En entreprise, la perception du Cloud diverge : les métiers l'adoptent volontiers comme un accélérateur de croissance et beaucoup ont conscience que seuls les services Cloud permettent de rester compétitifs dans une économie "uberisée". En revanche, ils sont également conscients que cette croissance est obtenue aux dépens des questions de sécurité, ce qui enraye son développement à grande échelle. Ainsi, la crainte que les données d’un Cloud public puissent être accessibles par n'importe qui représente un des freins les plus répandus à sa progression. Dans ce contexte, rien d'étonnant à ce que « maintenir une sécurité et un contrôle des accès dans un environnement hybride » constitue un défi majeur pour 59% de responsables informatiques, selon Gartner.

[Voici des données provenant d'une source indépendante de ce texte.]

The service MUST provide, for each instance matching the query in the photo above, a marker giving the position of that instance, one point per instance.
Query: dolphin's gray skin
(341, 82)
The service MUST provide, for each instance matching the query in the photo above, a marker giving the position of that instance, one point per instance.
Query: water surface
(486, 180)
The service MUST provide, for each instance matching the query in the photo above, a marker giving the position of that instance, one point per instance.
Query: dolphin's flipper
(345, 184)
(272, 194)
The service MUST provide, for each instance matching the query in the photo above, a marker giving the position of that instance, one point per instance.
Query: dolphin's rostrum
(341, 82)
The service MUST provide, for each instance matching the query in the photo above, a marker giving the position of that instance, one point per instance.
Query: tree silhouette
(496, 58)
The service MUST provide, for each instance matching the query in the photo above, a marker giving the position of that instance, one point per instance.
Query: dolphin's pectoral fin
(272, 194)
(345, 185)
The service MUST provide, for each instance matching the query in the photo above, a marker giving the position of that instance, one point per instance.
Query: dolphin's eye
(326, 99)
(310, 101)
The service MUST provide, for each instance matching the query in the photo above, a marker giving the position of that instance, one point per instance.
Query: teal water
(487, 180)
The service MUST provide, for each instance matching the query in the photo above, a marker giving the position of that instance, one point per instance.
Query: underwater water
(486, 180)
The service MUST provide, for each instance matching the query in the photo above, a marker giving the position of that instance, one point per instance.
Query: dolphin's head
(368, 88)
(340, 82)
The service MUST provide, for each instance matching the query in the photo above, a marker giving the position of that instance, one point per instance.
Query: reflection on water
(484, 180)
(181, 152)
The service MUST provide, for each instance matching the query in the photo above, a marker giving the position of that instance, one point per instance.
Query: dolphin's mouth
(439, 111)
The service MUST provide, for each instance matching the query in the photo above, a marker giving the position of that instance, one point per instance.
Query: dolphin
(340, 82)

Une solution réside dans l'hybridation de la sécurité, un modèle calqué sur celui du Cloud hybride (qui a séduit environ 15% des entreprises, toujours selon Gartner). Son objectif est de décorréler la politique de sécurité de l’entreprise des technologies employées ; la sécurité étant considérée comme une extension du data center. Première étape, avec les métiers en renfort : classifier les données pour identifier celles qui peuvent partir dans le Cloud, sans risque majeur en cas de fuite ou d'erreur. Ces données devant être chiffrées d'office pour renforcer leur protection dans le Cloud. L'entreprise peut d’ailleurs choisir de rester propriétaire du serveur Cloud sur lequel elle migre des données et utiliser le service de chiffrement de son fournisseur Cloud. Il faut ensuite affiner les méthodes d'authentification des collaborateurs et de leurs terminaux, pour permettre des connexions sécurisées quel que soit le lieu et le terminal de connexion utilisés. Cette évolution hybride de la sécurité est en mesure de protéger efficacement l'entreprise et de la rassurer pour tirer pleinement parti du potentiel du Cloud.